Update Konnectivity Agents performance and autoscaler details

genlin · web-flow · commit 5dfbac490657 · 2025-04-08T15:34:25.000+08:00
diff --git a/support/azure/azure-kubernetes/connectivity/tunnel-connectivity-issues.md b/support/azure/azure-kubernetes/connectivity/tunnel-connectivity-issues.md
@@ -251,20 +251,22 @@ If everything is OK within the application, you'll have to adjust the allocated
 
 You can set up a new cluster to use a Managed Network Address Translation (NAT) Gateway for outbound connections. For more information, see [Create an AKS cluster with a Managed NAT Gateway](/azure/aks/nat-gateway#create-an-aks-cluster-with-a-managed-nat-gateway).
 
-## Cause 6: Konnectivity Agents performance challenges with Cluster Growth
+## Cause 6: Konnectivity Agents performance issues with Cluster growth
+
+As the cluster grows, the performance of Konnectivity Agents may degrade due to increased network traffic, higher numbers of requests, or resource constraints.
 
 > [!NOTE]
 > This cause applies to only the `Konnectivity-agent` pods.
 
-### Solution 6: Cluster Proportional Autoscaler (CPA) for Konnectivity Agent
+### Solution 6: Cluster Proportional Autoscaler for Konnectivity Agent
 
-To address scalability challenges in large clusters, we have implemented the Cluster Proportional Autoscaler (CPA) for our Konnectivity Agents. This approach aligns with industry standards and best practices, ensuring optimal resource usage and enhanced performance.

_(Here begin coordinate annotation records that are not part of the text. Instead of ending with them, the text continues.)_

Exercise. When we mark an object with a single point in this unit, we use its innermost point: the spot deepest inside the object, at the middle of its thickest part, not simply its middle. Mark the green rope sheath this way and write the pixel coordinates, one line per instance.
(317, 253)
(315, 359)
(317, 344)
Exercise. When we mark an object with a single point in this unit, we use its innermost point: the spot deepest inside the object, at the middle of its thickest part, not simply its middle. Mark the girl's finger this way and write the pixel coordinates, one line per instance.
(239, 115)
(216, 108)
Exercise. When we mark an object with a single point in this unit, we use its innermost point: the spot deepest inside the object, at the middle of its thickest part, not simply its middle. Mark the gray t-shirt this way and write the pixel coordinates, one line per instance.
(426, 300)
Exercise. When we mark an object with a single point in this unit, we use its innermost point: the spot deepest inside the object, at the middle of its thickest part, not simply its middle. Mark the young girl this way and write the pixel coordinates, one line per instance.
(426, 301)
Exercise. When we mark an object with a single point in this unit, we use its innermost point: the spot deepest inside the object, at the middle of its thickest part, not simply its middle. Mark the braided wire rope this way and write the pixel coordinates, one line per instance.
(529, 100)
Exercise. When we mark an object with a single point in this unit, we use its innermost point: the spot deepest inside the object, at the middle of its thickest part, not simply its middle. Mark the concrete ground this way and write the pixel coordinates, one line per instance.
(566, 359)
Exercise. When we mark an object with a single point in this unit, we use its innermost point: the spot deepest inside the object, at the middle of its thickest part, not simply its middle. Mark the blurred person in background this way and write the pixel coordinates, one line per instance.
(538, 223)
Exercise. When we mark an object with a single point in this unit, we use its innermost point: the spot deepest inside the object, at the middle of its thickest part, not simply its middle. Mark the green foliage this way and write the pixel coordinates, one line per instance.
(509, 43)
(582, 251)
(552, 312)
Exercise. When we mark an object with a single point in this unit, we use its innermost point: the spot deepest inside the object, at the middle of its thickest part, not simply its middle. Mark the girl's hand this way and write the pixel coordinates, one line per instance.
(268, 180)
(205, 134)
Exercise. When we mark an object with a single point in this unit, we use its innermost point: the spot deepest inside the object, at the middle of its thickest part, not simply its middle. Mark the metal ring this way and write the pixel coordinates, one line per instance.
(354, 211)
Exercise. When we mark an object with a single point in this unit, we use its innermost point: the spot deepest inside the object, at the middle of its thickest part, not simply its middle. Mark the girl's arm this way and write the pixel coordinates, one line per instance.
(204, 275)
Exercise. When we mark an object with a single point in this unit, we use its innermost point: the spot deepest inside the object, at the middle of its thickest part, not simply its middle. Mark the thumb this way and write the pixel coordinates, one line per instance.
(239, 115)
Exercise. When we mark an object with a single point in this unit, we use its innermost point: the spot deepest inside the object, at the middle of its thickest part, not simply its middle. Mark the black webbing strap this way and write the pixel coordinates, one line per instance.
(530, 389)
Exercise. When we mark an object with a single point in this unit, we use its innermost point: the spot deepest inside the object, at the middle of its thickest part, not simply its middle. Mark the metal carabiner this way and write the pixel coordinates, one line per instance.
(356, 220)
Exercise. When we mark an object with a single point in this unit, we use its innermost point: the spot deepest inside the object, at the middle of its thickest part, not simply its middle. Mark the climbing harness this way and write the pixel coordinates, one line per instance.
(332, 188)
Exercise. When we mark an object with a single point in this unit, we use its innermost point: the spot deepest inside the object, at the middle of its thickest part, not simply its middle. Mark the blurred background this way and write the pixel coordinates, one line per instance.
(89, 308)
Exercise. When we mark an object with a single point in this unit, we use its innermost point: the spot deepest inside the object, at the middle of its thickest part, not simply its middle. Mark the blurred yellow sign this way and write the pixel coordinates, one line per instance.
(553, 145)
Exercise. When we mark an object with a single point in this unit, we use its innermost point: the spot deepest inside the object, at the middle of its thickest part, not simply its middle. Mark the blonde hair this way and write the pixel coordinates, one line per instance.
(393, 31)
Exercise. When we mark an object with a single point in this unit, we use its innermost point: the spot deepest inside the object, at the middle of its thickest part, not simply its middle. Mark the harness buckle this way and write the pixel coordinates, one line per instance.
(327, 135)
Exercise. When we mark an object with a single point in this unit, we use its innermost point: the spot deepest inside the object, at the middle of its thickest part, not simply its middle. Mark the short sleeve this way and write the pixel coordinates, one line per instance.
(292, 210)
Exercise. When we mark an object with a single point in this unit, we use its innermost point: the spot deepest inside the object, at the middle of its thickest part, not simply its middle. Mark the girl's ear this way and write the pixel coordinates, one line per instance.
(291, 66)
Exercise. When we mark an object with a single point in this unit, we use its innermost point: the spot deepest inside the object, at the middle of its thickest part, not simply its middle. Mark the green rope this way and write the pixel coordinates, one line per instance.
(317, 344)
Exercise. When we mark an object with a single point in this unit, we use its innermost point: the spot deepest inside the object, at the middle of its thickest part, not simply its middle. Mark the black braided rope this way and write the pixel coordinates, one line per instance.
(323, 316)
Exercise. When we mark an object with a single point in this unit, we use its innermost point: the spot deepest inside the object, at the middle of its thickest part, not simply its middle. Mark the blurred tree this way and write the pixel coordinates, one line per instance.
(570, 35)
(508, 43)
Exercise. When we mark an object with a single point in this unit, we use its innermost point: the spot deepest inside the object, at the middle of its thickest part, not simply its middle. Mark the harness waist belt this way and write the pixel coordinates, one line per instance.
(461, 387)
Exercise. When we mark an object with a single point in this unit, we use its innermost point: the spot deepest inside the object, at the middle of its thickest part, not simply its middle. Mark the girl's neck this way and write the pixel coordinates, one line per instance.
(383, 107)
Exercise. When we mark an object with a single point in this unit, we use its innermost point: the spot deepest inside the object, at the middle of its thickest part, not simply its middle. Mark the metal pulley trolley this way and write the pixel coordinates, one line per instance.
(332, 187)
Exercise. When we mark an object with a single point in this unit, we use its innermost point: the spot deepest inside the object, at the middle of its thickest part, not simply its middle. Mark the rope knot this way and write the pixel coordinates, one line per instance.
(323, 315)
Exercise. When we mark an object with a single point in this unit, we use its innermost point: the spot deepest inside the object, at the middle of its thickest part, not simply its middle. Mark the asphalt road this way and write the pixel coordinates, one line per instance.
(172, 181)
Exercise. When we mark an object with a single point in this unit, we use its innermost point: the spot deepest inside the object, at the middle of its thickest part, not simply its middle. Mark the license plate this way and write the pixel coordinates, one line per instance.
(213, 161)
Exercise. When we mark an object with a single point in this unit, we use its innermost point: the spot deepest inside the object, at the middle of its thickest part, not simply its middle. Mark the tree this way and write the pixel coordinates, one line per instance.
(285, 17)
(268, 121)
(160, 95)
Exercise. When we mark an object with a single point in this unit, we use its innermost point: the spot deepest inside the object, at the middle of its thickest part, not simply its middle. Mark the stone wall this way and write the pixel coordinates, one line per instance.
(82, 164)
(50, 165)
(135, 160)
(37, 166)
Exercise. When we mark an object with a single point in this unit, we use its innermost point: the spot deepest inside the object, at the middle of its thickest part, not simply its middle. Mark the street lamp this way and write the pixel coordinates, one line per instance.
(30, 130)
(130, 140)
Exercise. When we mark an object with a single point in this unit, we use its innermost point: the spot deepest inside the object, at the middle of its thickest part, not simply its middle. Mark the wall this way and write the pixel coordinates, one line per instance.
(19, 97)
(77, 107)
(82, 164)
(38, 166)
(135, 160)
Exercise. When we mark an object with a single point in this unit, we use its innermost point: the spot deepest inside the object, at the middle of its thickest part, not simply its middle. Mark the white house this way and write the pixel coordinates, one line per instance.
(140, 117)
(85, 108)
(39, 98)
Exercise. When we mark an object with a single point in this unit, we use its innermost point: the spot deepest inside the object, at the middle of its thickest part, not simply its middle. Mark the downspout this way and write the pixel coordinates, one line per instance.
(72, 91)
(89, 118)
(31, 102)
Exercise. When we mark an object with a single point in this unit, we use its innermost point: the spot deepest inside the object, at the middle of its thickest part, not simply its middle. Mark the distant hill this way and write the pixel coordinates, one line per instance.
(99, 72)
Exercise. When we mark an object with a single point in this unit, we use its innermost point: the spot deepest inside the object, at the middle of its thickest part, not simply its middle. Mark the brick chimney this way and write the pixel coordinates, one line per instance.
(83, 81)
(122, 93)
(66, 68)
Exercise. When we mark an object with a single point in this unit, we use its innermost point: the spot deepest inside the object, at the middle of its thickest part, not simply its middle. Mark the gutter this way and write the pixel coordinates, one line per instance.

+ To address scalability challenges in large clusters, we have implemented the Cluster Proportional Autoscaler for our Konnectivity Agents. This approach aligns with industry standards and best practices. It ensures optimal resource usage and enhanced performance.
 
 **Why was this change made?**
-Previously, the Konnectivity agent had a fixed replica count, which could create a bottleneck as the cluster grew. With the implementation of the Cluster Proportional Autoscaler (CPA), the replica count now dynamically adjusts based on node-scaling rules, ensuring optimal performance and resource usage.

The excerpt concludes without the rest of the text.